A Tour of the Temple
Ok, I watched the Super Bowl yesterday. And, like most Monday mornings after the big game each year, I find myself wondering why, exactly, I do this. I am a casual fan at best. I prefer European football where they at least run around for a full ninety minutes, instead of producing about twelve minutes of actual action surrounded by hours of advertising and people plotting the next move through headsets. And there are certainly no shortage of reasons not to support the NFL (this piece from the New York Times highlights a few). It is not even remotely difficult to make a good case for refusing to support the violence, the misogyny, the hyperbole, the indecent expense of it all.
In the end, I watched for the same reason that many watch. The Super Bowl is a spectacle. And, like most spectacles, it tells some important truths about who we are. Cathal Kelly alluded to one of these truths in his article in the Globe and Mail this morning, calling the Super Bowl “this one day to bring a fractured nation together for worship.” Kelly probably wasn’t intending that the word “worship” be interpreted literally, but he may have spoken more truly than he realized.
Last week, I attended a denominational pastors’ gathering where we spent a bit of time reflecting on Acts 17:22-28. It’s the well-known story of Paul’s sermon to the Athenians on Mars Hill, used by countless preachers to make the point that we should always be trying to contextualize our presentation of the gospel, to start with existing understandings of God, to honour the faith that is already present, to work with the “materials at hand,” as it were. Paul doesn’t take a wrecking ball to everything the Athenians believe but starts where they are, calling attention to what they’re already doing and what it might say.
People of Athens! I see that in every way you are very religious. Paul probably intended this is a compliment and it would have been received as such. Today, this would almost certainly not be the case. Nobody wants to be seen as “religious.” The word is more frequently used as an insult or an anachronism. We are spiritual but not religious (or so we think). Or we don’t even bother with the pretense of spirituality, imagining that we are rational, scientific creatures who have no need for primitive practices like worship with all the speculative beliefs it entails. We do not bow down.
Or do we? I wonder what Paul might say if he were wandering around the Hard Rock Stadium in Miami, FL on Feb 2, 2020. People of America (and beyond), I see that in every way you are very religious. For as I walked around and looked carefully at your objects of worship, I saw desperate attempts to fend off death with an idolization of violence, power, youth, money, sex (nothing particularly new here: Mars, Mammon, Aphrodite…).
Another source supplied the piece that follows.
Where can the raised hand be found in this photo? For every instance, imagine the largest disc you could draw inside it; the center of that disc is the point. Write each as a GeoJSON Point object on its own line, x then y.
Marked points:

I saw a hunger for transcendence in the euphoric spectacle of your entertainment. I saw the depth of your desire for community in the shared collective experience that your worship is designed to engender. I even saw a hunger for justice, goodness, and truth in the endless moralizing vignettes and heroic narratives created for public consumption, in the critiques of unjust political practices offered up by your high priestesses and worship attendants. Some of your worship points in good directions. Let me tell you about the God your worship is inadvertently pointing towards, the God in whom we all live and move and have our being (Acts 17:28).
Super Bowl Sunday does indeed reveal the scope and substance of our piety. Paul lamented that the Athenians were ignorant as to the object of their worship. I suspect that today he would be puzzled at our ignorance that worship is in fact what we are engaged in.
The people of Athens listened with bemused interest in Paul’s exegesis of their worship objects and practices. In the end, they sneered at his suggestion that a rethinking and reorienting of worship was necessary, that God would one day “judge the world with justice by the man he has appointed” and that this man had been raised from the dead. They preferred their gods and their worship to the unimpressive foolishness that Paul presumed to replace them with.
In many ways, we have not stopped sneering.